As a public-school teacher, I must constantly find ways to laugh because there are an infinite number of reasons not to. Like working for hours on end to develop a fun and exciting way to learn adjectives, only to have the students look at you as if you're speaking Greek. Like calling a parent all year, leaving messages attempting to schedule conferences about their child's refusal to do homework, and then having that parent finally call you back in June demanding to know why their little angel is not going on to eighth grade. Like having your daughter graduate from college and take a position with a bank where she is making more in her first year of work than you are after 20.

Am I bitter? Goodness, no! Now, what was I talking about?

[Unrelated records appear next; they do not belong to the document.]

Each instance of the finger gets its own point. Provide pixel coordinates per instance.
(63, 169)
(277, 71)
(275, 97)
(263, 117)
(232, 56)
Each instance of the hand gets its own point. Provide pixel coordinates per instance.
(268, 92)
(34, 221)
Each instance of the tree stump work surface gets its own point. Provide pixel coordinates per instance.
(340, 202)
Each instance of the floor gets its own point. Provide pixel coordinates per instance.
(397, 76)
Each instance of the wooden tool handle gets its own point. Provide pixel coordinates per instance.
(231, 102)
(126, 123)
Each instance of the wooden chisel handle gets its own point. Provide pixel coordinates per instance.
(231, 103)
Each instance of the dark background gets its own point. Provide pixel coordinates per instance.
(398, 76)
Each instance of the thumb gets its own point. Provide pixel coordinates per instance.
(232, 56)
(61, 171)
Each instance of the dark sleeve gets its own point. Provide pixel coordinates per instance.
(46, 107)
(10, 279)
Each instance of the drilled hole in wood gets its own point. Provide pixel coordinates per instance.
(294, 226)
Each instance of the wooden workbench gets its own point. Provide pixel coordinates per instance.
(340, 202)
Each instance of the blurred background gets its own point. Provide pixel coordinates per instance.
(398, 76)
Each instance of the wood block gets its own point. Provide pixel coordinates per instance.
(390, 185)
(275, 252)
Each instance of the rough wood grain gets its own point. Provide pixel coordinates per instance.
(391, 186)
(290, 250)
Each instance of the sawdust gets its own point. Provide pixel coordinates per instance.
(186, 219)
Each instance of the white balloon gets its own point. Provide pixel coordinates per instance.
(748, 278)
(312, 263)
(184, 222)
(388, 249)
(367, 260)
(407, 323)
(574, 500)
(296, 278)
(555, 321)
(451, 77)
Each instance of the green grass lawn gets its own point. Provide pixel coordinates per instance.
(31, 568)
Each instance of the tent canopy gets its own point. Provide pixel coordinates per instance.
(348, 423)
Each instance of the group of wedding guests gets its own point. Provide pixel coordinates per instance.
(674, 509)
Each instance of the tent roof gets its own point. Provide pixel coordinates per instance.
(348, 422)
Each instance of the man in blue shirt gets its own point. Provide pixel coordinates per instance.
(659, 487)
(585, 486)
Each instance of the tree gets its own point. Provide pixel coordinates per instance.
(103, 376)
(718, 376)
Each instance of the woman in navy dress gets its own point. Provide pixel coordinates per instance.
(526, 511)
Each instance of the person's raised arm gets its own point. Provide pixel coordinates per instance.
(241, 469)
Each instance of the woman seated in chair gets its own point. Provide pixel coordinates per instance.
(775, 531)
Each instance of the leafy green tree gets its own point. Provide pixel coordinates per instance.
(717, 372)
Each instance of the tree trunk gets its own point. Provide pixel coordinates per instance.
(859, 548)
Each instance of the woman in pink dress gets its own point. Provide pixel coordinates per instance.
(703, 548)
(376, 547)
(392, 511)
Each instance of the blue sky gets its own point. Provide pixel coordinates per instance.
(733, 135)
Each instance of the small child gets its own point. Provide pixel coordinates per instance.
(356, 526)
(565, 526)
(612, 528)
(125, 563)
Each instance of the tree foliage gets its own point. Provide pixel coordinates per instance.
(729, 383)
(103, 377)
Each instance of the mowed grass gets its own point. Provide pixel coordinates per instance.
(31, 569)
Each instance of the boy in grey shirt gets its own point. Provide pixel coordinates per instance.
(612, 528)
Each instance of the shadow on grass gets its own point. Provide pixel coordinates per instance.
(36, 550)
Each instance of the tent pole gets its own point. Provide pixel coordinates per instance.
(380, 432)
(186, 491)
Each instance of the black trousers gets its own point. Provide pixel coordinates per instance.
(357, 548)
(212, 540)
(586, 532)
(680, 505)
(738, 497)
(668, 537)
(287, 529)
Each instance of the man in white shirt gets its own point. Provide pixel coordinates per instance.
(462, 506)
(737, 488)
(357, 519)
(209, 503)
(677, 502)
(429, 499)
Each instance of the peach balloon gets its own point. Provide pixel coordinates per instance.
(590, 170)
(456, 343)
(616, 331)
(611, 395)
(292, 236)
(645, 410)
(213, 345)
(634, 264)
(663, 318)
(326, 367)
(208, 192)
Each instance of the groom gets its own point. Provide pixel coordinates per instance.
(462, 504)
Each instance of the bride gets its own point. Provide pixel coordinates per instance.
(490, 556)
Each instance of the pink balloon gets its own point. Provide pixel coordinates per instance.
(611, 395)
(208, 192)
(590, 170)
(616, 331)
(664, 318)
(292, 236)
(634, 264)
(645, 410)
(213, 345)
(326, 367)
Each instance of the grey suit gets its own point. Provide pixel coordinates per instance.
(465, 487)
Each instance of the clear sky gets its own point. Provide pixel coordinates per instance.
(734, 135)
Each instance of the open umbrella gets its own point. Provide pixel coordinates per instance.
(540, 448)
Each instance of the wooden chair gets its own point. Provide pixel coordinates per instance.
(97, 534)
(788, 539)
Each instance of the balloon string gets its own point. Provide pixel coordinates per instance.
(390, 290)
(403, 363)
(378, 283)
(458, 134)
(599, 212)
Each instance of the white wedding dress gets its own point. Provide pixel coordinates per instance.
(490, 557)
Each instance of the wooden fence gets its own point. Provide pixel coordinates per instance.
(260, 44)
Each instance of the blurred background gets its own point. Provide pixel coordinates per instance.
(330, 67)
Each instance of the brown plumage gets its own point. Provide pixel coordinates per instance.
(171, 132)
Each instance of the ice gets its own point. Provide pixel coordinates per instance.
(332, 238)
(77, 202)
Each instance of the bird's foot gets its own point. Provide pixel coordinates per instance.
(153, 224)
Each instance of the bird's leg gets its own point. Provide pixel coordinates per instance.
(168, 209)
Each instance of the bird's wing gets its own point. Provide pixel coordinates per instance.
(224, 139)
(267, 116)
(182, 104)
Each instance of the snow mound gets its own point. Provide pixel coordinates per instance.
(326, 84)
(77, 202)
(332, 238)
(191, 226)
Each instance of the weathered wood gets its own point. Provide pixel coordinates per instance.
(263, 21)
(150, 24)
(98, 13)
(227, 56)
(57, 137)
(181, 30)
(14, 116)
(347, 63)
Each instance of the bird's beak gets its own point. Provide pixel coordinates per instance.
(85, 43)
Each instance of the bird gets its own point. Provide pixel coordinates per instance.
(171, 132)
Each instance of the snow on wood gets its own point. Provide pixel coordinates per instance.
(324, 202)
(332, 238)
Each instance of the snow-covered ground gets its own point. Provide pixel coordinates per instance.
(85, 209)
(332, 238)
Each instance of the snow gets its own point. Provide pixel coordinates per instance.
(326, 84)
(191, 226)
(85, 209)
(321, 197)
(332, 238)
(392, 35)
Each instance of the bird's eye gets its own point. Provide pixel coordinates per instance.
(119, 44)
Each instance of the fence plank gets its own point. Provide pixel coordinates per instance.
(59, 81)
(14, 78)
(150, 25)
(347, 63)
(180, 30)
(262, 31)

Oh yes, finding things to laugh about. Well, if you know where to look, those things are plentiful. One good example is the excuse notes written by some parents for their children. These can cover absences, work not done, inability to do physical activity--all kinds of things. They are generally written by parents who are about to walk out the door to get to work when their child suddenly screams that he/she needs a note or all hell will break loose at school. So we teachers--most of us parents ourselves--have nothing but sympathy. We may laugh, but we also know that somewhere, a teacher is probably laughing at the note we wrote that morning for our own child.

Some true examples:

"Dear school, T. was absent for two days because she lost her great grandmother and all of her homework. We are a very sorry family."

"Dear Ms. Wentz, Please send James to the parking lot at 2 p.m. Someone will be waiting for him, but I don't know who. Thank you. His mother."

"My daughter, J., has permission to go to the theater with your class, as long as she doesn't see anything X-rated. If you go to any of those, I'd like to go first. Thank you very much. Mrs. P."

"Dear gym teacher, B. can't play today because the doctor says his bones are growing. I want to get a second opinion. Please excuse him."

And the best one?

"Dear P.E. Department, please excuse C. from gym class today. She is in bed with gramps."